Kepala Desa Sukamulya, Ihwan Nur Arifin, menegaskan bahwa akibat dua register tersebut, warganya tidak bisa meningkatkan alas hak tanah menjadi Sertifikat Hak Milik (SHM).

“Sejak 2009 aset masyarakat sekitar 450 hektare masuk ke dua register Kemenkeu milik TNI AU Atang Sendjaja. Akibatnya masyarakat kami tidak bisa meningkatkan alas haknya di ATR/BPN,” ujar Ihwan.

Ia mendesak BAM DPR RI turun langsung ke lokasi. “Tidak ada jalan lain, pimpinan BAM harus turun karena hanya pimpinan yang bisa menghapus dua register itu,” tambahnya.

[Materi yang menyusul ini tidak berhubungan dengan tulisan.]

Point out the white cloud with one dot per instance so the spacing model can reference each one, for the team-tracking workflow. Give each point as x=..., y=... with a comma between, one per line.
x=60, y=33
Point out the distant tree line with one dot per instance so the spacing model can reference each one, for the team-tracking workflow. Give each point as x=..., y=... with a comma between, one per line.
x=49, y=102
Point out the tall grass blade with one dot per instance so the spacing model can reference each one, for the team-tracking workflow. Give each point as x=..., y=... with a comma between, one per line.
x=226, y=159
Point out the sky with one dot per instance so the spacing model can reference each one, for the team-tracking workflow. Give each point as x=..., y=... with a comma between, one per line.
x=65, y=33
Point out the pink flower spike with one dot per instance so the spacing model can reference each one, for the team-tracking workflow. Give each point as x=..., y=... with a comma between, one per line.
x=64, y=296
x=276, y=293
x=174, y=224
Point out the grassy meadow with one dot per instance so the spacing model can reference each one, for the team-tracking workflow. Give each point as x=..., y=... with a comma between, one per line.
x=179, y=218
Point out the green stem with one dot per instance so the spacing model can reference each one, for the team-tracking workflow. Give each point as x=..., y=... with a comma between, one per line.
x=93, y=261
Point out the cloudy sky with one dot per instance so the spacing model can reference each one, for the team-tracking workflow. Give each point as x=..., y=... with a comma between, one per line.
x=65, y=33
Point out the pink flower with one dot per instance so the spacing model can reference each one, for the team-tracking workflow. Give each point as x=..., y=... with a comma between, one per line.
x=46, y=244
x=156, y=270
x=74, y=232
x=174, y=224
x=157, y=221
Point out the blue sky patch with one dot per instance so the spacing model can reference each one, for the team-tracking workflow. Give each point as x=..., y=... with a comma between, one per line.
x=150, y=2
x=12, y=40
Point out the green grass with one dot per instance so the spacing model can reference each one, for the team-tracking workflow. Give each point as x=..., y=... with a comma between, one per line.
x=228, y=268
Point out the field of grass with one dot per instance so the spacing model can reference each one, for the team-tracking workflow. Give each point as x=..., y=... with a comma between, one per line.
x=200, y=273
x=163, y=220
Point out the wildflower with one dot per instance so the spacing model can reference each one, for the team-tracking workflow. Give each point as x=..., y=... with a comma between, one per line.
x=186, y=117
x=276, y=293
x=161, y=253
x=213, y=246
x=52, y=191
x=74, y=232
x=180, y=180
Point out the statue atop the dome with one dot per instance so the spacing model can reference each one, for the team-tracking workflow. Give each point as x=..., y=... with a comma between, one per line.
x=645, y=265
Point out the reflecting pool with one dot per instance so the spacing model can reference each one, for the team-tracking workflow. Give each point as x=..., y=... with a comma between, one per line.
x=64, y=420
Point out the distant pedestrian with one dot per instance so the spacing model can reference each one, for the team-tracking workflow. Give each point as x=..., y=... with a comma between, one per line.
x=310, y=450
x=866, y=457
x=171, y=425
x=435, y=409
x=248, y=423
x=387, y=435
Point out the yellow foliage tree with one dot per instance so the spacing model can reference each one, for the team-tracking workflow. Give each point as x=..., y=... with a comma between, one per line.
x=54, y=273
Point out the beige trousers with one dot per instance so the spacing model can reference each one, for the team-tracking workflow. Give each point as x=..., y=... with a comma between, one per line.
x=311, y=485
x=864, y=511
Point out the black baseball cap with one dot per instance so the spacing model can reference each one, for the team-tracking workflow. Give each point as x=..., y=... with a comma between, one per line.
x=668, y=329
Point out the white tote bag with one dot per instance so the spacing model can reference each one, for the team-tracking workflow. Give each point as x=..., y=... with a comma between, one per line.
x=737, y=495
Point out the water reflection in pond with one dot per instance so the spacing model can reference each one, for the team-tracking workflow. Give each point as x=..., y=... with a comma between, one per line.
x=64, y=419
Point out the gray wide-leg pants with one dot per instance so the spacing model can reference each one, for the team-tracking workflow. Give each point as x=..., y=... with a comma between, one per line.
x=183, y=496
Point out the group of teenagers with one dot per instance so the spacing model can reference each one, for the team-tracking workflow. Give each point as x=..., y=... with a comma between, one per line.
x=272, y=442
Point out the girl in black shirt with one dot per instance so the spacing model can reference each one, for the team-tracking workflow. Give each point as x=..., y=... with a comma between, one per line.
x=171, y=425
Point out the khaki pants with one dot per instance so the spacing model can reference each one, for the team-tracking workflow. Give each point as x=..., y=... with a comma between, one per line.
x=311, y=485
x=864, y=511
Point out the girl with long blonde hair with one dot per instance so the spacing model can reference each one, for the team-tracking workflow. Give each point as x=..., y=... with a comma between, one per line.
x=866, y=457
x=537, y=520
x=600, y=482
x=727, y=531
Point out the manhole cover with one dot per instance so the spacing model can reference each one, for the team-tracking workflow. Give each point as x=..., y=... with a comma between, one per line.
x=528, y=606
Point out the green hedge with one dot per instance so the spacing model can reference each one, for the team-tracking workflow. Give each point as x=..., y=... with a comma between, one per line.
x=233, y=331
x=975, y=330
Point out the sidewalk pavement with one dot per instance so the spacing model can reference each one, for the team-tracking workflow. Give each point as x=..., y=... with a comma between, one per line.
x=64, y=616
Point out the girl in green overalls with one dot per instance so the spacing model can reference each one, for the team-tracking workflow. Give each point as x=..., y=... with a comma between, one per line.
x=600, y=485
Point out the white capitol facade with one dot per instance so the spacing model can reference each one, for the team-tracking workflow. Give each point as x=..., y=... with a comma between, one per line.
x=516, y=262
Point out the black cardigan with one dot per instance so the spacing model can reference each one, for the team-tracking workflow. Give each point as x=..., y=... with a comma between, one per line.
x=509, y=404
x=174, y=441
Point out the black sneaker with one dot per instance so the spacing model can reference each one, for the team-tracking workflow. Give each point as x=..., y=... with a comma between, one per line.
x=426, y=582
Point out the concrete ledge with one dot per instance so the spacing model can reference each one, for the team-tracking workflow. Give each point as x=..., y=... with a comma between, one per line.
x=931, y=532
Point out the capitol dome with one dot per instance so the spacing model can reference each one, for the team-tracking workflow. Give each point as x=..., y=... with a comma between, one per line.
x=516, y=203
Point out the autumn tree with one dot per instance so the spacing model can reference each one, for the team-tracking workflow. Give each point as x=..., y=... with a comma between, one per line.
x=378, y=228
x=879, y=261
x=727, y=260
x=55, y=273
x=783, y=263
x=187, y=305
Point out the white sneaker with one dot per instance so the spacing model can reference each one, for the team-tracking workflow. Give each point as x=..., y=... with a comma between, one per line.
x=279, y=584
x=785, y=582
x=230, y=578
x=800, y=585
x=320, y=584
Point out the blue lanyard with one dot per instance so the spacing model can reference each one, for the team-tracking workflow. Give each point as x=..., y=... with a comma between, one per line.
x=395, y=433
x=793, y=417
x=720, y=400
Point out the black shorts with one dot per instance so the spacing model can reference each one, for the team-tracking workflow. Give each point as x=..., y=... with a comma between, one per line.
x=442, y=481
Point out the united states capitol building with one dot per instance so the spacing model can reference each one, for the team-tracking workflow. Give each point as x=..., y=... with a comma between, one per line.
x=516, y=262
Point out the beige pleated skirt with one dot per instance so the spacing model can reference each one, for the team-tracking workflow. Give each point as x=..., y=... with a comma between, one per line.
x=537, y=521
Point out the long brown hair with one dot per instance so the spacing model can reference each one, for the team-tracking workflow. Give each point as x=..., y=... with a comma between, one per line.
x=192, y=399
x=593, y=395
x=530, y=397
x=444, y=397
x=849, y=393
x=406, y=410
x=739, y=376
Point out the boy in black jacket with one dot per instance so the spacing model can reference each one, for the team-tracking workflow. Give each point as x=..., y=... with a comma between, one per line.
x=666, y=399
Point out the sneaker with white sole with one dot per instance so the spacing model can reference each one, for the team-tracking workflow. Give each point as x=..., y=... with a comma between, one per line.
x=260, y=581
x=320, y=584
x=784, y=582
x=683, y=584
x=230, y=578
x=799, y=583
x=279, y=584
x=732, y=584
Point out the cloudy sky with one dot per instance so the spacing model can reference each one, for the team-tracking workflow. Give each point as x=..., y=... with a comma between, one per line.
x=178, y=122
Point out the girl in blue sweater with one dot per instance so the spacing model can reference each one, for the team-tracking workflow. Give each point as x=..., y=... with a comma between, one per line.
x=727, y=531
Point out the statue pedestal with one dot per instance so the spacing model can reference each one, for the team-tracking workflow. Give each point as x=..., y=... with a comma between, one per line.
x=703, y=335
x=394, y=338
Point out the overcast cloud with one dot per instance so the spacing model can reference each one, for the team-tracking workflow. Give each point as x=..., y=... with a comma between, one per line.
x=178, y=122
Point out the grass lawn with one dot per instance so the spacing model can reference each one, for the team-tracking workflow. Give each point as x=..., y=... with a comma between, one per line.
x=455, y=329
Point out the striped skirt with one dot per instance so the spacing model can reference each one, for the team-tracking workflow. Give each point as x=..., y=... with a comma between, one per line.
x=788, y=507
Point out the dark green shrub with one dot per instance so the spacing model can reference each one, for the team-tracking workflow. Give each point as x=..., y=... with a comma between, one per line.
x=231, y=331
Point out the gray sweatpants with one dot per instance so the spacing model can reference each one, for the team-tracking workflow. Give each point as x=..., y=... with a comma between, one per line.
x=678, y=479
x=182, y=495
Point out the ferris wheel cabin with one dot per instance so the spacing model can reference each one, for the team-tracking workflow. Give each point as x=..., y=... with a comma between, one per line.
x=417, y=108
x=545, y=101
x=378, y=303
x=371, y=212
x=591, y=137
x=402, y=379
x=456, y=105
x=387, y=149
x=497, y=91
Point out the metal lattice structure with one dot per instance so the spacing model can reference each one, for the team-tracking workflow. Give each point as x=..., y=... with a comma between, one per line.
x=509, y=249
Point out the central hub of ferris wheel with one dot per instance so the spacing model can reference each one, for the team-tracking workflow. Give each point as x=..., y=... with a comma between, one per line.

Hal senada disampaikan Ketua BPD Sukamulya, Didi Furqon Firdaus, yang menilai klaim TNI AU tidak sah. “Tidak berhak TNI AU mengakui 450 hektare lahan masyarakat. Solusinya hanya satu: hapus dua register itu,” tegasnya.

Sementara Ketua Forum Masyarakat Desa (FMD) Sukamulya, Junaedi Adhi Putra, menyinggung panjangnya perjuangan warga. “Sejak 2023 kita aksi ke Kemenkeu, bahkan sudah ditangani staf Presiden Prabowo. Sudah 22 tahun bolak-balik DPR RI, dibentuk panja tapi selalu hilang karena ganti pimpinan. Kami, generasi muda, harus terus mendobrak hak rakyat,” katanya.

Wakil Ketua BAM DPR RI, Adian Napitupulu (Fraksi PDI-P), mengaku memahami konflik agraria di Rumpin. Namun, ia menyebut BAM hanya berwenang menampung aspirasi dan meneruskannya ke komisi terkait.

“Kita hanya ada 19 alat kelengkapan dewan, baru dibentuk 7–8 bulan lalu. Saya sedang berupaya agar kewenangan BAM bisa diperluas. Semoga 1–2 minggu ke depan ada titik terang. Saya minta data diperkuat dan segera dikirimkan,” ujar Adian.

Adian menambahkan bahwa kasus Rumpin memang menjadi salah satu target penyelesaiannya sejak masih di Komisi II DPR RI.

Dari hasil verifikasi, lahan yang benar-benar dimiliki TNI AU di Desa Sukamulya tercatat sekitar 75 hektare, terdiri dari:

  • SK Menteri Agraria yang diperkuat SK Bupati Bogor: 36,6 ha
  • Pembebasan paksa 2006–2007: 24 ha
  • Water training: 5 ha
  • Pembebasan 2012: 10 ha

Namun, upaya sistematis dan terstruktur disebut dilakukan TNI AU Atang Sendjaja untuk melegitimasi klaim lahan, termasuk membatalkan dua sertifikat milik warga melalui gugatan di PTUN Bandung. Hal ini dinilai bertentangan dengan UU Pokok Agraria No. 5/1960 dan prinsip Hak Asasi Manusia.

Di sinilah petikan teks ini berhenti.